La ficción no reproduce la vida; la niega, oponiéndole una superchería que finge suplantarla. Pero también, de una manera siempre difícil de establecer, la completa, añadiéndole a la experiencia humana algo que los hombres no encuentran en sus vidas reales, sólo en aquellas, imaginarias, que viven vicariamente, gracias a la ficción.

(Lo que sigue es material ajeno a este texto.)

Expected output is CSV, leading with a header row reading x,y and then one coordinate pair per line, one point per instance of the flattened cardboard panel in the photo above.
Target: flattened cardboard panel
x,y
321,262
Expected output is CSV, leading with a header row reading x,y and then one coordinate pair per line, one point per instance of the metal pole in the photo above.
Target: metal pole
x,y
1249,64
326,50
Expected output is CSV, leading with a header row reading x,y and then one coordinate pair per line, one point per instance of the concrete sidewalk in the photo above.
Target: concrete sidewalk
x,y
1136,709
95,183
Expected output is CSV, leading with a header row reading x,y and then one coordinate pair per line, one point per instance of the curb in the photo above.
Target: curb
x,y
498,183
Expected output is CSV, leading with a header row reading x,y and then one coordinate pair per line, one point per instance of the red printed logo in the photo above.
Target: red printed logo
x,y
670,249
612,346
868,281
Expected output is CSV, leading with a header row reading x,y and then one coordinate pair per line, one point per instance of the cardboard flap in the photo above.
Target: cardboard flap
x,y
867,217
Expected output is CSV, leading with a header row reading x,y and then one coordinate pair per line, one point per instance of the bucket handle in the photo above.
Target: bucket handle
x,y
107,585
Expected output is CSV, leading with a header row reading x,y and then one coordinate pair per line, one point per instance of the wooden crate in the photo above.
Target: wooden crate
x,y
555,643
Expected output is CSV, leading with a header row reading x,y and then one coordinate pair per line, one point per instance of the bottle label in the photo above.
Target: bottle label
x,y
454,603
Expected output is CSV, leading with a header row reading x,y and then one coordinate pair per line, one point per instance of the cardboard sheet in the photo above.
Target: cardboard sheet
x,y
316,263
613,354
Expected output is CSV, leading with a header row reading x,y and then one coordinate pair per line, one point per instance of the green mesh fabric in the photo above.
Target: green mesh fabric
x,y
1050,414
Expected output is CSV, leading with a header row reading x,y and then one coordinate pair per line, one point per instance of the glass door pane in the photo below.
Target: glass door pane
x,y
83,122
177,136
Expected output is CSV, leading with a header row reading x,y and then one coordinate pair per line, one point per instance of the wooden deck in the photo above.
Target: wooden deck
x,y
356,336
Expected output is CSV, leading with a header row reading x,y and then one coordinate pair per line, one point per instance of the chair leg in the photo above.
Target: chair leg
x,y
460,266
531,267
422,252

Los fondos irracionales de que también se compone la vida comienzan a librarnos sus secretos y gracias a hombres como Freud, Jung o Bataille sabemos la manera (extremadamente difícil de detectar) en que orientan el comportamiento humano. Antes de que los psicólogos y psicoanalistas existieran, antes aún de que lo hicieran los brujos y magos, ya las ficciones ayudaban a los hombres (sin que ellos lo sospecharan) a coexistir y acomodarse con ciertos fantasmas surgidos de lo más profundo de su intimidad para complicarles la vida, llenándola de apetitos imposibles y destructores. No a librarse de ellos, empresa por lo demás bastante difícil, y acaso inconveniente, sino a convivir con ellos, a establecer un modus vivendi entre esos ángeles que la comunidad necesitaría que fueran exclusivamente sus miembros y esos demonios que éstos no pueden dejar de ser también, al mismo tiempo, no importa cuan elevada sea la cultura o cuan poderosa la religión de la sociedad en la que nacen. La ficción también es una purga. Aquello que en la vida real es o debe ser reprimido de acuerdo a la moral reinante —y a veces, simplemente, para asegurar la supervivencia de la vida— encuentra en ella refugio, derecho a la existencia, libertad para obrar aun de la manera más nociva y espantosa.

De alguna manera, lo ocurrido a Temple Drake en el Condado de Yoknapatawpha, según la imaginación tortuosa del más persuasivo creador de ficciones de nuestro tiempo, salva a las bellas colegiadas de carne y hueso de ser mancilladas por esa necesidad de exceso y desvarío que forma parte de nuestra naturaleza y nos salva a nosotros de que nos quemen y ahorquen por hacerlo.